The use by purchasers of comprehensive due diligence request lists and carefully crafted representations and warranties is a staple of M&A transactions. Yet in deals where the seller will retain an interest in the success of the business going forward, such as where the seller receives equity in the purchaser or a right to a potential earnout as part of its consideration, the seller should likewise avail itself of these safeguards. The best protection is a representation regarding any critical issue; however, as a recent case before the Delaware Chancery Court shows, in the absence of such a representation, a party’s failure to document that it at least asked appropriate questions during due diligence may be fatal to its ability to later maintain actions for fraud.
In Airborne Health, Inc. v. Squid Soap, LP, the Delaware Chancery Court rejected the seller’s claims that the purchaser committed extra-contractual common law fraud, causing the seller to lose potential earn-out payments. The seller claimed that the purchaser, throughout the parties’ courtship, touted its strong brand name and ability to grow the seller’s business and failed to disclose pending legal proceedings threatening the purchaser’s continued success.
Counting on the success of its products in Airborne’s, Squid Soap sold its business to Airborne for $1 million in cash at closing, plus the potential for earn-out payments of up to $26.5 million if the business achieved certain post-closing targets. Squid Soap contended that its faith in Airborne was based, at least in part, on Airborne’s repeated boasts about its ability to leverage its strong brand name and market presence to sell Squid Soap’s products. However, at the same time it was making these statements, Airborne was the subject of a class action in California alleging various claims for false advertising, consumer fraud and unfair business practices, as well as an investigation by the Federal Trade Commission. Nine months after closing its acquisition of Squid Soap’s business, Airborne settled the California class action for $23.5 million. Following the settlement, the FTC and thirty-two state attorneys general filed actions with similar claims, resulting in further bad publicity and liabilities for Airborne.
The resulting fall-out for Airborne’s business hampered its ability to sell Squid Soap products, which diminished Squid Soap’s potential for an earn-out payment under the purchase agreement. Squid Soap alleged that Airborne’s boasts about its customer loyalty and marketing prowess, and its failure to disclose the presence of the pending litigation and investigation, constituted common-law fraud. The court rejected these claims, reasoning that under Delaware law, vague statements of corporate abilities or optimism, like those made by Airborne, are mere “puffery” and do not amount to fraud.
In addition, the court found that Airborne’s failure to disclose the pending litigation and investigations was not fraudulent because Airborne did not actively conceal those matters nor, in an arm’s length relationship, did Airborne have a duty to disclose the matters to Squid Soap.
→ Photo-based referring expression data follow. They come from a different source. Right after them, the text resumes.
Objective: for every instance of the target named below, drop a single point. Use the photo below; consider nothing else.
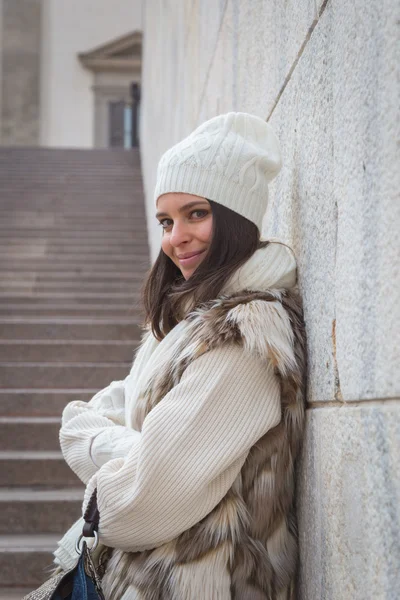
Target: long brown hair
(166, 292)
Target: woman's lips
(190, 259)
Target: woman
(193, 453)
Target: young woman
(193, 454)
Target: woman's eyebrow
(183, 208)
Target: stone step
(67, 286)
(111, 351)
(49, 375)
(28, 511)
(59, 222)
(29, 297)
(50, 274)
(65, 243)
(26, 559)
(35, 469)
(93, 256)
(13, 593)
(40, 402)
(36, 434)
(69, 310)
(69, 328)
(73, 234)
As the court pointed out, Squid Soap could have protected itself by conducting its own due diligence review of Airborne since, at the time of the transaction, the California class action had been filed and information regarding the action was publicly available. The court also noted that Squid Soap could have obtained a representation and warranty in the purchase agreement that would have required Airborne to make the desired disclosure. Instead, the only relevant representation in the purchase agreement required Airborne to say only that there was no litigation “reasonably likely to prohibit or restrain the ability of Purchaser to enter into this Agreement or consummate the transactions contemplated hereby.” Most fundamentally, Vice Chancellor Laster commented that “Squid Soap could have learned about all of Airborne’s litigation exposure through the simple expedient of asking Airborne.”
Ultimately, the court’s ruling in Airborne underscores the importance of sell-side due diligence in transactions where the seller will have a continued interest in the profitability of the business going forward, as in the case of an earn-out. A potential transaction partner may boast about its business without committing fraud and, in an arm’s length transaction, has no duty to disclose matters unless asked. As a result, sellers, as well as purchasers, should protect themselves through due diligence and appropriately tailored representations and warranties.